また、コストパフォーマンスも高くデザインも独特で、アンテナ内蔵したデジ簡『IC-DPR30』なんか面白い製品です。
また、ネット通販では一番人気があるのもアイコムの特小『IC-4300』あたりです。
んで、めちゃくちゃ私見ですが、、、
三国志で例えるなら「呉」かな。
中国の東南部で安定した、なんだか穏やかな印象のある「呉」。
あんまり派手なことはせず、水軍の強さから北の騎馬隊のなんだか無骨な印象と対比して洗練された小洒落たイメージの「呉」。
孫堅や孫策ではなく、孫権の「呉」ですね。
他のメーカーが多角事業展開したり、はたまた経営統合とかあったりしてなんだか騒がしいのと比べると、アイコムはまあなんというか、とっても大人しい、でもしっかり者のイメージなのであります。
【KENWOOD】
誰でも聞いたことある「KENWOOD」。さらに誰でも聞いたことある「ビクター」。
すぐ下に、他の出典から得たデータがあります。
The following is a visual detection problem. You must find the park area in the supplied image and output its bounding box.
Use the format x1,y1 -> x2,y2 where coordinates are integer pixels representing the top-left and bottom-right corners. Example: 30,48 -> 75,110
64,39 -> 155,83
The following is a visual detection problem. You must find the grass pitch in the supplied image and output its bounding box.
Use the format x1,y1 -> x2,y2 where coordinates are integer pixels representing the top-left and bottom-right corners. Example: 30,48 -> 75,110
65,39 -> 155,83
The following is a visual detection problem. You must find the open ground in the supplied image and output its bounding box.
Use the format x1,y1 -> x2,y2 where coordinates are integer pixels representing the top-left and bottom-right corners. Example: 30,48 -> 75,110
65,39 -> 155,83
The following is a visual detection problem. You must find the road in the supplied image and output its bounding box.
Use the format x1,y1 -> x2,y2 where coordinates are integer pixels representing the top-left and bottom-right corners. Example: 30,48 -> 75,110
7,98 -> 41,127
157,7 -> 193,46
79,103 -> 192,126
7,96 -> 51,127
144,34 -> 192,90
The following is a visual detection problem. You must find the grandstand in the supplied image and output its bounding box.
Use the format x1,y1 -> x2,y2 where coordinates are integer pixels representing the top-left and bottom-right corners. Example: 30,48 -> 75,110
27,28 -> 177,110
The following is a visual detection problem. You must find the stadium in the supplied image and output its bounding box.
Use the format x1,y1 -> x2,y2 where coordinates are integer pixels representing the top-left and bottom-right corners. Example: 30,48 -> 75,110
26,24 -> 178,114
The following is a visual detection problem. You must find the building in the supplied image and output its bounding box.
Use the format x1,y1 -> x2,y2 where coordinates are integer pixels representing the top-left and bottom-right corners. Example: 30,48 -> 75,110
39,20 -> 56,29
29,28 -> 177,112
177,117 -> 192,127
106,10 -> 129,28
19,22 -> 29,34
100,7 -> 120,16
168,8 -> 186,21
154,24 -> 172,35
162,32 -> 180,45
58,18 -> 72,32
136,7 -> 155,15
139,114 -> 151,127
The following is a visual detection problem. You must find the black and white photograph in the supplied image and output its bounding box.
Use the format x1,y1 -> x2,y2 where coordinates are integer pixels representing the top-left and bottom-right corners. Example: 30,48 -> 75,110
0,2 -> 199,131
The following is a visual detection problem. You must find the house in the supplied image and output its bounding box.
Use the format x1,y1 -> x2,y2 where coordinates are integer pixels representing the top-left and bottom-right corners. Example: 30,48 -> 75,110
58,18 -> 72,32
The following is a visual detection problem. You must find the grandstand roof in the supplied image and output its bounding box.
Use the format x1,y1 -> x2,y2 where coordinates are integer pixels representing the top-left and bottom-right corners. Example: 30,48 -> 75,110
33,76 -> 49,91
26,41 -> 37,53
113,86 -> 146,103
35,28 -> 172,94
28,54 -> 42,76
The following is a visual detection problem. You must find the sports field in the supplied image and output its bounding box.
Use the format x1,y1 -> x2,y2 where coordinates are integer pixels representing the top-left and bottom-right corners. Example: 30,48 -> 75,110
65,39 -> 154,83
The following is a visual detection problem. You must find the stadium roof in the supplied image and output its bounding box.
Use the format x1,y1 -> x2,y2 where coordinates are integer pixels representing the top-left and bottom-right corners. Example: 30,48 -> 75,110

合併して今は「JVCケンウッド」になっています。
やはり音響メーカーらしく、通話音質について評価が高いです。実際使い比べてみると、一番クリアに聞こえます。
アイコムの音質は、まあ良い意味で“普通”。STANDARD(八重洲無線)の音質は、なんだか無骨な、ちょっとこもった感じに聞こえます。
あと、個人的にデザインが格好良いと思います。音響メーカーであるが故のイメージの刷り込みかもしれませんが、30年くらい昔のシステムコンポとか流行った時代から、KENWOOD製品は格好良かった記憶があるんですよねぇ。
ほんと、ROXY CD7なんてめっちゃ格好良くて、富田靖子とかチェッカーズがCMしてて、欲しかったなぁ、、、
ステッカーとかみんなカバンとか自転車とかに貼ったりして、、、
という、ものすごく世代的思い入れの強いメーカーなのであります(泣笑)
ですから当然
三国志で例えるなら「蜀」です。
ROXYとかもう勝手に趙雲っぽいです!カッコイイ!
すいません、無線でした。
頭を冷やしてさらにご紹介すれば、特小の『DEMITOSS mini UBZ-M51』とか形は格好いいし(私見)、最新機種のデジ簡『TPZ-D553』なんかは本当に軽くて小さくて、人気商品がたくさんありますよ!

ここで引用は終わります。